Subsequent efforts to cut arsenals or keep weapons from ‘bad guys’ have inured the public from the real danger: the nukes themselves.

by Jim Walsh, Responsible Statecraft

Perhaps the fates (or the laws of probability) are having a bit of fun at our expense, or maybe this is their way of providing yet another warning, but the possibility of nuclear war is once again in the air, as it was 60 years ago this month during the Cuban Missile Crisis.

Trying to understand today’s problems through the lens of history and historical example is always fraught. Circumstances change with the times; today is not yesterday. Still, human beings are more or less the same. The biases, impulses, and hubris that influenced decision-making in 1962 are alive and well despite the species’ best efforts.

Rusty Soviet missile from 1962 Carribean crisis standing in la Cabana fortress, Havana, Cuba

So what can the Cuban Missile Crisis tell us about today’s nuclear dangers?

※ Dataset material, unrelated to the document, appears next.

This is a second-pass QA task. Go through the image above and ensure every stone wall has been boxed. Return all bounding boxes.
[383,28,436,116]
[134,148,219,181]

First, it reveals lessons that were obvious then and that have stood the passage of time. But it can also tell us something today that could not have been understood in the moment or even years later.

When the Soviet Union decided to place nuclear weapons in Cuba, it did not anticipate that the United States would react so strongly (what specialists refer to as “freaking out”) or that the national security team would actually recommend a military strike and invasion of the country.